Члены комиссии удалились от греха подальше, а мягкосердечный доктор долго объяснял мне, почему у девочки возникли галлюцинации.

– …Но она не могла выдумать такие подробности! – наконец не выдержала я. – Вот, послушайте: «Он смазал мне влагалище вазелином, при этом ввел указательный палец в задний проход…». Такого ужаса даже зрелая женщина не придумает!

– Вполне возможно, что она наблюдала половой акт у взрослых. Так как девочка очень грязная, судя по всему, ее не мыли уже недели две, а может и больше, на почве грязи и зуда у нее возникли галлюцинации. Вполне определенные и обстоятельные.

– Но это же невозможно… – прошептала я, – меня до сих пор не смог обмануть ни подросток, ни вор, ни «побегушник». Я же ей поверила! Вот послушайте, – я опять поднесла объяснение к очкам доктора: «Он ввел мне половой член в задний проход, потом переместился во влагалище…» Семилетняя девочка не может такое сочинить!

– Как видите, может, – вздохнул доктор, – в медицине это явление называется «ранняя гиперсексуальность». А все от скотской жизни. Живут, наверное, в одной комнате все подряд, не моются – вот и результат. Не расстраивайтесь! Может, вам валидольчику? – спохватился доктор.

– Да какое там, – отмахнулась я, – оперативники отчима караулят на лестнице, вызвали следователя прокуратуры, ждут меня с заключением экспертизы. А вы мне – «валидольчик»…

– Ну, как знаете, – засмеялся доктор.

Он уже занимался своими докторскими делами и ко мне, к «моей» девочке, к пяти исписанным мелким почерком листам, утратил интерес. Да и рабочий день был на исходе…

В «уазике» я молчала, стараясь вновь обрести веру в человечество, чтобы заново поверить, что любая маленькая девочка прежде всего Золушка, Русалочка, Машенька, ну, и, вообще, маленький и беззащитный ребенок, но сидящая рядом девочка вызывала во мне брезгливую обиду и отвращение. С нехорошим чувством я не справилась, чтобы избавиться от него, задала вопрос бабушке:

– Вы вместе с дочерью живете?

– Нет, голубушка, от них я отдельно живу, – Старушка не поднимала глаз от стыда.

– Дочь давно замужем за этим…? – Я покрутила головой, изображая нечто.

– Да недавно, с год. У нее еще трое детей.

– И все в одной комнате живут?

– В одной, в одной, – тяжело вздохнула старушка.

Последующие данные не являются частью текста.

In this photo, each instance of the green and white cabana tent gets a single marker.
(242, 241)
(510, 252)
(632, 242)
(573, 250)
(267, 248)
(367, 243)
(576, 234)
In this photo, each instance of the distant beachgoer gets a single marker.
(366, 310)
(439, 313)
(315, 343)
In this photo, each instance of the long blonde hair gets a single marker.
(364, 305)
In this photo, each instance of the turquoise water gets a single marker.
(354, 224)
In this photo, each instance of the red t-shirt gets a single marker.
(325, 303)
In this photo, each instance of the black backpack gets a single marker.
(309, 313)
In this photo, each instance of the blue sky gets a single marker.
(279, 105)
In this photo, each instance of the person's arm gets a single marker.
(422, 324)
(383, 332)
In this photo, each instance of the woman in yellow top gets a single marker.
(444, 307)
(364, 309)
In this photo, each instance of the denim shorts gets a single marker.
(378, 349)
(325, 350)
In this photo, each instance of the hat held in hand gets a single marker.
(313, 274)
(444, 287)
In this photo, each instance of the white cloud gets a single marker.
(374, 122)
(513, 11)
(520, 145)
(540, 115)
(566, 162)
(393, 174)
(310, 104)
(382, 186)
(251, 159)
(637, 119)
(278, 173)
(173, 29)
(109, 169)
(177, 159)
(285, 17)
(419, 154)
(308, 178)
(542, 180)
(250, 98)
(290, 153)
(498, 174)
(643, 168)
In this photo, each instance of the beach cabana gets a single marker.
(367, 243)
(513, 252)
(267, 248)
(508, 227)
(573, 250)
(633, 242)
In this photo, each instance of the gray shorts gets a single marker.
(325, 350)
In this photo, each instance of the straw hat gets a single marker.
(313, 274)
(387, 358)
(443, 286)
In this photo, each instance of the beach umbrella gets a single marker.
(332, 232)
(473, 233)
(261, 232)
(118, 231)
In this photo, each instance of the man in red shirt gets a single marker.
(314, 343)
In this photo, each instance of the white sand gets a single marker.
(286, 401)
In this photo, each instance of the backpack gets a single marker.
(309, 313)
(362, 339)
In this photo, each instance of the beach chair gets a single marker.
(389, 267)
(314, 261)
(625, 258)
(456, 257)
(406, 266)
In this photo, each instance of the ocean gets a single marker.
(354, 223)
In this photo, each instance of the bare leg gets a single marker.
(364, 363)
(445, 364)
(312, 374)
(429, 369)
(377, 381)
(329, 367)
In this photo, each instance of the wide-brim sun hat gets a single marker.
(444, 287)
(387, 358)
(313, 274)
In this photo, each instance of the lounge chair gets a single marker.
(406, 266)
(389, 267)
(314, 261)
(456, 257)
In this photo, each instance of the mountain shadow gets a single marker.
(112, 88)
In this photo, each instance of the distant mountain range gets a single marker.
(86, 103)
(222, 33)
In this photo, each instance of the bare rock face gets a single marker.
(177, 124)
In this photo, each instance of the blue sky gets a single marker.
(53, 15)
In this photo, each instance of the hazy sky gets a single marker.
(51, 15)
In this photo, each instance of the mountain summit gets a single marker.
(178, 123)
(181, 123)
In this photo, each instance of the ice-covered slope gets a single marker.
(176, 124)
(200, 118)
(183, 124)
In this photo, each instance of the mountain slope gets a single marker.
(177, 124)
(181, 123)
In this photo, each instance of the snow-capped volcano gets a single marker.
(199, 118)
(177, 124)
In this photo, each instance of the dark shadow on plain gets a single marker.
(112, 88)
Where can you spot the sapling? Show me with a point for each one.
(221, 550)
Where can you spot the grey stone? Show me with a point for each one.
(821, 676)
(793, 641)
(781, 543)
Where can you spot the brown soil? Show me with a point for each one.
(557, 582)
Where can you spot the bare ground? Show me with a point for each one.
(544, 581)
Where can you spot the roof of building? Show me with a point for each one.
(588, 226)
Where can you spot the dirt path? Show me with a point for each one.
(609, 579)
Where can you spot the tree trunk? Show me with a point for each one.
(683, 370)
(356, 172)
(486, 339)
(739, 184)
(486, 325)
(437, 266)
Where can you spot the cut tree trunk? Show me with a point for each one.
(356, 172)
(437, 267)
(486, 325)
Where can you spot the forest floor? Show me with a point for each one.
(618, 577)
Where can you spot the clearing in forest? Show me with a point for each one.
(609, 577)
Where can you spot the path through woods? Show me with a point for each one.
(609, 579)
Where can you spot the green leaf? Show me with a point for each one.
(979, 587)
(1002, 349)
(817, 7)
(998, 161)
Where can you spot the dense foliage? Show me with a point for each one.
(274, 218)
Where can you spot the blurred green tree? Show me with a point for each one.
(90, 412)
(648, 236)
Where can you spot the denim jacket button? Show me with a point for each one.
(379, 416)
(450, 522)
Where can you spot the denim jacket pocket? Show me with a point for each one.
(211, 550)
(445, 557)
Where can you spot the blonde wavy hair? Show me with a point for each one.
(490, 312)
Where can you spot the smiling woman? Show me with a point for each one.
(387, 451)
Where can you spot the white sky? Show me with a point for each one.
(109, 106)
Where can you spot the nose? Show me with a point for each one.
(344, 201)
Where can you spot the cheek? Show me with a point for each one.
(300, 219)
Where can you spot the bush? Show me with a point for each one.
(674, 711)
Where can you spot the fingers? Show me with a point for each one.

– И почему она детей не моет?

– Не знаю… – Старушка выглядела как типичная опрятная ленинградская бабушка, чистенькая такая, аккуратненькая.

– Вы слышали, что сказал доктор? – строго спросила я.

– Слышала голубушка, слышала, – покивала головой старушка, стараясь не встречаться со мной взглядом.

– Девочка сама вам рассказала?

– Да она мне уж давно все рассказывает, я сперва хотела с дочкой поговорить, выяснить, что да как, а потом подумала, что надо в милицию пойти, – сокрушалась старушка, – уж больно внучка-то правдиво все рассказывает!

– Куда уж правдивей, черт! – В сердцах выругалась я.

Я доложила начальнику отделения результаты осмотра, предъявила заключение комиссии и жалобно заглянула ему в глаза. Он смачно выматерился и пошел объясняться со следователем прокуратуры, капризной и надменной женщиной. «Улещивать пошел, – выдохнула я, – сейчас ему жарко станет». А сама отправилась собирать документы и справки на лишение родительских прав нерадивой мамаши, занимающейся любовью с «лицом кавказской национальности» в присутствии малолетних детей.

Не знаю, лишили ее родительских прав или нет – в том же году я отправилась служить в уголовный розыск. Вера в человечество ко мне так и не вернулась. Всегда жаль расставаться с идеалами.

Несколько лет мне пришлось отслужить в так называемой «полиции нравов». По долгу службы часто приходилось начитывать определенное количество порнографической литературы, чтобы уметь отличить порнографию от эротики и привлекать преступников к уголовной ответственности за распространение порнографии. И никогда в порнографических книгах я не встречала столь подробных и смачных описаний, так изумивших меня в далеком 1987 году.

Санкт-Петербург, Россия, апрель 2002 года
Золотая зажигалка

В одном прекрасном городе жил-был страшный разбойник. Вообще-то, выглядел он не очень страшным, вблизи и даже издалека смотрелся вполне привлекательным. Разбойник чрезвычайно гордился своей красотой и часто любовался собственным отражением. В зеркале он тоже выглядел здорово. Но разбойник был ужасно ленивым. Слишком уж любил женский пол, не мог даме отказать, по этой причине вечно сидел без денег.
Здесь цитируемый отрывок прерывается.